Ира покосилась на привычно невозмутимого Пашу: похоже, отыграть свою роль он решил на все сто — цветы и коробка конфет, белая рубашка и широкая обаятельная улыбка в придачу. Этакий голливудский красавец с налетом исконно русского беззаботного раздолбайства. Зачем-то неосознанно протянула руку, поправляя сбившийся ворот рубашки, видневшийся из-под распахнутой куртки — Ткачев удивленно приподнял брови на этот типично-семейный жест автоматической заботы, но ничего не сказал. И снова что-то необъяснимо дрогнуло внутри, сдавило горло болезненным спазмом, как от подступающих слез. Разреветься еще сейчас не пойми из-за чего не хватало…

— Не обращай внимания, Паш, это так, бабское, — выдала ослепительную улыбку, но глаза оставались серьезными и какими-то погасшими — сердце необъяснимо и глупо сжалось от этого диссонанса. Избегая его пристального взгляда, Ирина Сергеевна резко развернулась к двери, вдавив палец в кнопку звонка.

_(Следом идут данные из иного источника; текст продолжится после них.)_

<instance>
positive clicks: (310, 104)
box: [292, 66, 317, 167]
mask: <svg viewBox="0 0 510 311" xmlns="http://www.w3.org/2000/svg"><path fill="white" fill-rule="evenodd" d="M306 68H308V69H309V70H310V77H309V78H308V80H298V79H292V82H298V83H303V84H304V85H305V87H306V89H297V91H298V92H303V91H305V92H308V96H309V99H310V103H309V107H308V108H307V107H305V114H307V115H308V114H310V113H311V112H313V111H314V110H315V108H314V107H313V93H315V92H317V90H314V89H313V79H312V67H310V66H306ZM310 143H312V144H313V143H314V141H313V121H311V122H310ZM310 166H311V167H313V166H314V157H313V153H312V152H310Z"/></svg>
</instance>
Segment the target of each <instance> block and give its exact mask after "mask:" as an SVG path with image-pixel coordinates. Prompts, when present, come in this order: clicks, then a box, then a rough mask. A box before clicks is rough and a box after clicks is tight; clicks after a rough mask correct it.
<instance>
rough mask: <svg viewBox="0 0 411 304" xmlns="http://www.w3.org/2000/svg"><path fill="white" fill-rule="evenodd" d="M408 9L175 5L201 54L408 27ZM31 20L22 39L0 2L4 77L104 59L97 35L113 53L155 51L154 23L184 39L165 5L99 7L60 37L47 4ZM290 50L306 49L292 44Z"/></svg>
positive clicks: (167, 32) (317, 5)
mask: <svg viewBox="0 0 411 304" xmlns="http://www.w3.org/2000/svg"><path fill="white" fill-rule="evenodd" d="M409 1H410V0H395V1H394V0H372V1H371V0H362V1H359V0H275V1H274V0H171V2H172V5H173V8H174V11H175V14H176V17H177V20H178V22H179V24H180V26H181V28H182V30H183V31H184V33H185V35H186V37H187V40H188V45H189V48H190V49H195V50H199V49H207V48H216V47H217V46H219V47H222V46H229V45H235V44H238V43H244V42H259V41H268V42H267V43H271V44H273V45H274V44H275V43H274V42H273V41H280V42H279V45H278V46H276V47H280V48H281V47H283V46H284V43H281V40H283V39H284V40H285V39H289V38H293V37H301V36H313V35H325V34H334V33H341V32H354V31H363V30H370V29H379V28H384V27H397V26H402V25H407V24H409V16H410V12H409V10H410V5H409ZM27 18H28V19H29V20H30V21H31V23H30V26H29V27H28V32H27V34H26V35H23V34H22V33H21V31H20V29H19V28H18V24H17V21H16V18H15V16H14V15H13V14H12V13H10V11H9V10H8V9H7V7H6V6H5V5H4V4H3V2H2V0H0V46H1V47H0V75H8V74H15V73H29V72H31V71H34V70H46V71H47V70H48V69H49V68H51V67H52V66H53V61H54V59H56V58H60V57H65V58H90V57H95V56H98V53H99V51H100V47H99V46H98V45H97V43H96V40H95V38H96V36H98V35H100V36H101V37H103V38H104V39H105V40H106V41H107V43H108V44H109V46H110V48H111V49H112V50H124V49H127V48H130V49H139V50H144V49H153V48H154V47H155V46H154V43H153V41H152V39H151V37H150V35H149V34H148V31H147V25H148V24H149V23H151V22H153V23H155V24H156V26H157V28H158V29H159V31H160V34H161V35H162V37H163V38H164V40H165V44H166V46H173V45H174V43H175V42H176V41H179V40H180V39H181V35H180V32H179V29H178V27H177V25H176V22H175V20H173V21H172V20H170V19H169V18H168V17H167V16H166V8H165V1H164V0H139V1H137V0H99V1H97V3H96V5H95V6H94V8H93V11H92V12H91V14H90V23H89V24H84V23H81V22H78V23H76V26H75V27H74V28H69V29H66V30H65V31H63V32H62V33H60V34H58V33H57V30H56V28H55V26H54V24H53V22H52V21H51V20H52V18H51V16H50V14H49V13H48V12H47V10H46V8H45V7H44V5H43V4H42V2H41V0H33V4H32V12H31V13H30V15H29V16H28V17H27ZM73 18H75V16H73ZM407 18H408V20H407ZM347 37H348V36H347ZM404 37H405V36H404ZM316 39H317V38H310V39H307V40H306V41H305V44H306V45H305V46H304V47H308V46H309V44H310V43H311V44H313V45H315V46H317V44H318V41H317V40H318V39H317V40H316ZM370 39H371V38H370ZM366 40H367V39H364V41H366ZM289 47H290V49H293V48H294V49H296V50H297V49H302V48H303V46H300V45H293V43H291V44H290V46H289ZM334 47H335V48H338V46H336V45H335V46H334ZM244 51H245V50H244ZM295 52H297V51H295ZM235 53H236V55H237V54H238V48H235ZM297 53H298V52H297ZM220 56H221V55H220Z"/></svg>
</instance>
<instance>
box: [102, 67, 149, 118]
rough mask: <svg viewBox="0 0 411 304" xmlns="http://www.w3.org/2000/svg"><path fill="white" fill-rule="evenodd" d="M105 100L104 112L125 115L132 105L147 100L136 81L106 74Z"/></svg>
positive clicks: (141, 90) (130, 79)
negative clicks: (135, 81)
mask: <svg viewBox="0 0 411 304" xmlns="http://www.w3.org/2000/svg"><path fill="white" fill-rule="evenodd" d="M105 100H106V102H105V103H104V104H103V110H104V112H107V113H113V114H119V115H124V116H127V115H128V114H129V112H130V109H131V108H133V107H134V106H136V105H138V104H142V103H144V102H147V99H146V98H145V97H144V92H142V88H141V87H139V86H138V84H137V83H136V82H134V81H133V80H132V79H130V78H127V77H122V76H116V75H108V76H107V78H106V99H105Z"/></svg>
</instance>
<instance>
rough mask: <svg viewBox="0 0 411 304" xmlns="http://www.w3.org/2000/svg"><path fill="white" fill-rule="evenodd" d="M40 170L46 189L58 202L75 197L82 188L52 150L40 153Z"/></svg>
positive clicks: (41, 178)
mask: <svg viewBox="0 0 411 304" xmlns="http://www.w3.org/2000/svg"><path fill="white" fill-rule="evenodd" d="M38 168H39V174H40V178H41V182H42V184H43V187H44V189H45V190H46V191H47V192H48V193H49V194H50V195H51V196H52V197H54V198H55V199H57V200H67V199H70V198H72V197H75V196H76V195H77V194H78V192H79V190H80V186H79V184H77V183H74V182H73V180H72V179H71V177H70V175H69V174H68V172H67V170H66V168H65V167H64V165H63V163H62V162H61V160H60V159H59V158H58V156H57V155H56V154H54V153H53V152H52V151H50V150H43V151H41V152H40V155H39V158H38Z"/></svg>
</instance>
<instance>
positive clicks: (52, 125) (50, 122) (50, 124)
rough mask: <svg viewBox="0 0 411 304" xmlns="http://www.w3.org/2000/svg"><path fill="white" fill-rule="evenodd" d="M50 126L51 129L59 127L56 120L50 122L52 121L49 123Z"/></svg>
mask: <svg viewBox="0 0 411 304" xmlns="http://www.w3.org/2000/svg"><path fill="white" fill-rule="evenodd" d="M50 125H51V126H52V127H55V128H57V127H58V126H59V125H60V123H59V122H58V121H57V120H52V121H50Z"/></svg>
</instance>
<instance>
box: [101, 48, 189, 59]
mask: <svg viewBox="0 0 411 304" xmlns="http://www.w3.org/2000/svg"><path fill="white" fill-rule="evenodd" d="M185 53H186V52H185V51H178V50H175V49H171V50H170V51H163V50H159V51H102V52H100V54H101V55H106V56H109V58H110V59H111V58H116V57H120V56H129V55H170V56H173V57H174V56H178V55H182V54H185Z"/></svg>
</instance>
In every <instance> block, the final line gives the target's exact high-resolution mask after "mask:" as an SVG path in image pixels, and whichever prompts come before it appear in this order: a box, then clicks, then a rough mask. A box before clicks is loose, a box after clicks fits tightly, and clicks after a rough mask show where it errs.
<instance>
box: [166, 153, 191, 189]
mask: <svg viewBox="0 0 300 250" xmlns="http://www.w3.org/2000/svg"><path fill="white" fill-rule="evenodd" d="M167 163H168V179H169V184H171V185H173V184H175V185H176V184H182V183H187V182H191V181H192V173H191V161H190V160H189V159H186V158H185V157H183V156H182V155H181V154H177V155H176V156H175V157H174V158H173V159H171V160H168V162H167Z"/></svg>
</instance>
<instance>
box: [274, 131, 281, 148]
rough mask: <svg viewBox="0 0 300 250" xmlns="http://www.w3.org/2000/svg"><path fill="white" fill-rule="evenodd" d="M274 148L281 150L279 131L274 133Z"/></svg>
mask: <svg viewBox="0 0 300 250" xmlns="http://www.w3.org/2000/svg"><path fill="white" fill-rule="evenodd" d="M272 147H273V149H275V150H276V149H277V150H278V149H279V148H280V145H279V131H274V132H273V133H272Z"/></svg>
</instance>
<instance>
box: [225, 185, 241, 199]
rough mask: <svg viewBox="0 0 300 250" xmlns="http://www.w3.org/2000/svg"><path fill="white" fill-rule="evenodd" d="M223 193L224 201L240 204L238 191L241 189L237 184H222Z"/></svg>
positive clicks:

Несмотря на все опасения, вечер прошел вполне мирно: Ткачев, неожиданно проявивший себя как галантный кавалер, сыпал шутками и веселыми байками, будто невзначай касался ее руки или плеча, подкладывал на тарелку всевозможные вкусности, подливал сок или чай, улыбался. В общем, и впрямь справился со своим амплуа заботливого мужа и будущего отца на пять с плюсом; довольно быстро раскрутил Сашку на оживленный разговор и совершенно очаровал ее маму. Ира только изумлялась, глядя на эту актерскую игру — еще об одном его таланте среди прочих она даже не догадывалась.

— Да, Ткачев, не ожидала, ты, оказывается, еще и артист, — усмехнулась Ирина Сергеевна, скользнув в галантно приоткрытую дверцу машины. — Так натурально все сыграл. Даже с Сашкой нашел общий язык.

— Так мне есть у кого поучиться, — парировал Паша, усаживаясь на соседнее сиденье. — А сын реально у вас классный парень, и на ситуацию отреагировал адекватно. А то что заморочки у него свои… Так возраст такой, кто из нас в шестнадцать лет не чудил?

— Психолог, блин, — проворчала Ирина, немного задетая тем, как легко Ткачев смог поладить с ее сыном, который в последнее время совершенно отбился от рук. Может и правда ему просто не хватало мужского влияния… — Я посмотрю, как ты заговоришь, когда свои дети появятся, — и, осекшись, по-дурацки залилась краской, запоздало поняв, что сморозила.